Monday, June 11, 2012

Quoting a verse from scripture is a good thing to do, don’t you think? It never hurts for someone to read God’s word. But it isn’t quite that simple.

Open a Christian non-fiction book and you are likely to find many references to Bible verses. Sometimes, those verses are just references to tell you were to look to find supporting evidence for what the author is saying. Other times, it may be a quote taken from the Bible. Open a Christian novel and you may find that the author has put a few of their favorite verses at the beginning of each chapter. Or maybe one of the characters recites a verse to another character. I have a love for God’s word and yet I find that I often skip over some of the verses authors include in their work. I figure there are a couple of ways I can look at that. I can take a self-deprecating attitude and say that I don’t love the scriptures as much as I should. Or I can look for another reason.

The thing we need to ask ourselves is why devout Christians who love to study the word of God ignore verses when they are quoted in novels and other books. I believe it has a lot to do with context and flow. Consider Proverbs 29:18. This verse is taken out of context probably more than any other verse in the Bible. When it is quoted in a book, it is often quoted as “Where there is no vision, the people perish.” The author is usually talking about leadership and in the context around the verse talks about the need for a leader to “cast a vision”, etc. As readers, we don’t take the time to understand what the verse is actually saying because the author of the book is explaining why they think the verse is important in the context they have placed it. It takes us out of the flow of the author’s writing to consider the verse in its original context. We could spend hours looking at the meaning of that one verse, when what we really want to do is understand what the author of the book is saying.

But suppose we were to open our Bible to look at Proverbs 29:18. What it actually says is “Where there is no vision, the people perish; but he that keepeth the law, happy is he.” All of the Proverbs are often written in two parts. The second part will either reinforce the statement made in the first part or it will contrast the statement in the first part. Look at Proverbs 19:15, “[a]The rod and reproof give wisdom, [b]but a child left to himself bringeth his mother to shame.” This verse is one that contrasts the benefits of spanking a child with the harm caused by not doing so. But look at Proverbs 19:17, “[a]Correct thy son, and he shall give thee rest; [b]yea, he shall give delight unto thy soul.” Here, the second part emphasizing the benefit of correcting one’s son. Proverbs 29:18 is a verse in which contrast is used. The contrast is between “no vision” and “keepeth the law.”

We might wonder what “casting a vision” has to do with keeping the law.

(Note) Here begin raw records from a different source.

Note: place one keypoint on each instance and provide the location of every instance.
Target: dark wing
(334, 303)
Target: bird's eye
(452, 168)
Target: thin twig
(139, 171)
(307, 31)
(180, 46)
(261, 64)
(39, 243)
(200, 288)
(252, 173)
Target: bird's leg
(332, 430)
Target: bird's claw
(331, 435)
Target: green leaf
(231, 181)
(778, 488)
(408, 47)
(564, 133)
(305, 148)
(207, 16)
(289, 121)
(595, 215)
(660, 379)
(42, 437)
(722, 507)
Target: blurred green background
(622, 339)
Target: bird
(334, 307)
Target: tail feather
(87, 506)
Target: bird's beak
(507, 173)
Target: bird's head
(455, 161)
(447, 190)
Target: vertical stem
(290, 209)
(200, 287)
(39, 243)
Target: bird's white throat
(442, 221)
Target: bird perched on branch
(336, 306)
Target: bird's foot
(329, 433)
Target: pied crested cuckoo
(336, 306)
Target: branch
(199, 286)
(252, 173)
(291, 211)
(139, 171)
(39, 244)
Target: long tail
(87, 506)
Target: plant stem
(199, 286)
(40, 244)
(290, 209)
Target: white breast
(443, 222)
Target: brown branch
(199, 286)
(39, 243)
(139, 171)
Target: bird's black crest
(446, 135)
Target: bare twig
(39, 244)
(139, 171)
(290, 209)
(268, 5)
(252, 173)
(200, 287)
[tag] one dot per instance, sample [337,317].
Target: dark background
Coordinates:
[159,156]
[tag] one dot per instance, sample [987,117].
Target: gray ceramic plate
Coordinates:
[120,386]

If we take a look at the verses around Proverb 29:18, we see that they deal with correcting children and servants. Assuming that Solomon wrote this as a single train of thought, it makes sense to say that he was thinking about what it would take to bring children and servants back to the law. So our focus here should be on the law, not on “vision”. If keeping the law is the contrast with no vision, then that means that having a vision is somehow similar to keeping the law. Vision here isn’t the John Maxwell kind of vision. Here, vision is referring to the visions like what the prophets of the Old Testament had. Or the visions like Peter had when he was sent to the gentiles. Vision refers to a word from God. What if we translated it as “Where there is not word from the Lord, the people perish; but he that keepeth the law, happy is he.” Now we understand it.

But what does that have to do with our writing? If our readers are reading about “casting a vision” and we quote Proverbs 29:18a and then go back to talking about “casting a vision,” the verse is out of context. The reader may have trouble understanding why the verse is included in our writing because it doesn’t make sense. Have you ever seen people perish because a leader failed to “cast a vision?” The fact is that in every group there is someone who will stand out as the leader. That person isn’t always the person who is authorized to lead. If the pastor of a church, for example, isn’t leading, someone else will naturally assume the role of leader and “cast a vision.” The people may perish because of a bad vision, but there is never a lack of that kind of vision. So Proverbs 29:18 just doesn’t fit with the concept of “casting a vision,” and readers are likely to skip it. But when we bring it back to the meaning God intended, it is much easier for readers to see why the verse is important to the subject.